Selain itu, pemerintah daerah juga mengajukan pengembangan budidaya ikan air tawar tematik di sejumlah desa menggunakan kolam beton yang dilengkapi teknologi pengolahan air otomatis.
Menurut Darwin, sistem tersebut mampu menampung hingga 60.000 benih per instalasi dengan konsep hemat air sehingga dinilai efektif meningkatkan produktivitas budidaya ikan air tawar.
Tak hanya itu, ia juga menyampaikan persoalan yang dihadapi para nelayan, terutama keterbatasan akses terhadap alat tangkap modern.
Karena itu, Pemkab Muna Barat mengusulkan bantuan pengadaan kapal nelayan modern guna meningkatkan produktivitas sekaligus kesejahteraan masyarakat pesisir.
Dalam paparannya, Darwin menegaskan pembangunan sektor kelautan dan perikanan di Muna Barat sejalan dengan arah kebijakan nasional Kementerian Kelautan dan Perikanan.
“Kami melihat ada kesesuaian antara program pemerintah pusat dengan visi pembangunan Kabupaten Muna Barat di sektor kelautan dan perikanan. Karena itu, kami berharap berbagai usulan yang kami sampaikan dapat menjadi perhatian dan dipertimbangkan untuk direalisasikan,” ujar La Ode Darwin.
Pada kesempatan itu, Ketua DPD Partai Golkar Sulawesi Tenggara tersebut juga melaporkan perkembangan pembangunan Koperasi Nelayan Merah Putih (KNMP) di Kabupaten Muna Barat.
Ia mengungkapkan, Muna Barat telah memperoleh alokasi pembangunan lima titik KNMP dengan total anggaran sekitar Rp23 miliar.
Meski demikian, Darwin berharap Kementerian Kelautan dan Perikanan dapat menambah alokasi pembangunan KNMP agar jangkauan pelayanan kepada masyarakat pesisir semakin luas.
Menanggapi berbagai usulan tersebut, Wakil Menteri Kelautan dan Perikanan RI, Laksamana TNI (Purn.) Dr. Didit Herdiawan Ashaf, menyatakan pihaknya menyambut baik aspirasi yang disampaikan Pemerintah Kabupaten Muna Barat.
Ia memastikan seluruh usulan akan menjadi perhatian Kementerian Kelautan dan Perikanan, dengan syarat pemerintah daerah segera melengkapi data teknis dan proposal sebagai persyaratan administrasi setiap program.

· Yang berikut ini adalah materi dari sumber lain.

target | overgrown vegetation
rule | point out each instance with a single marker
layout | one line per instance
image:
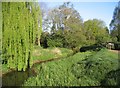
(24, 45)
(19, 32)
(82, 69)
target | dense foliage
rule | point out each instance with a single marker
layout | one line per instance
(82, 69)
(19, 32)
(115, 24)
(69, 31)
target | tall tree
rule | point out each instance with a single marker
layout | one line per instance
(93, 30)
(19, 32)
(115, 24)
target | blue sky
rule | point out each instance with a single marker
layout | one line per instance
(91, 10)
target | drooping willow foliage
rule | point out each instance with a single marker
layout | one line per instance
(20, 28)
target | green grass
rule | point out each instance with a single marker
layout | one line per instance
(45, 54)
(82, 69)
(56, 73)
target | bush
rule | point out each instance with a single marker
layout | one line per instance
(96, 67)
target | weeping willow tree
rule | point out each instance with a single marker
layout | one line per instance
(20, 28)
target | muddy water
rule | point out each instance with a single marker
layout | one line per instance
(15, 78)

Didit juga mengungkapkan memiliki kedekatan emosional dengan Kabupaten Muna Barat karena pernah singgah di wilayah tersebut saat masih menjadi perwira muda TNI Angkatan Laut.
“Tahun 1984 saya pernah ke sana. Jadi sama saja saya pulang kampung kalau di sana. Saya pernah menyelam di Pulau Mutiara (Kajuangin). Insya Allah kita akan bantu, yang penting dilengkapi data teknis dan proposalnya,” kata Didit.
Audiensi tersebut menjadi bagian dari langkah berkelanjutan Pemerintah Kabupaten Muna Barat dalam membangun sinergi dengan pemerintah pusat guna menghadirkan program-program strategis yang dapat mempercepat pembangunan sektor kelautan dan perikanan serta meningkatkan kesejahteraan masyarakat pesisir.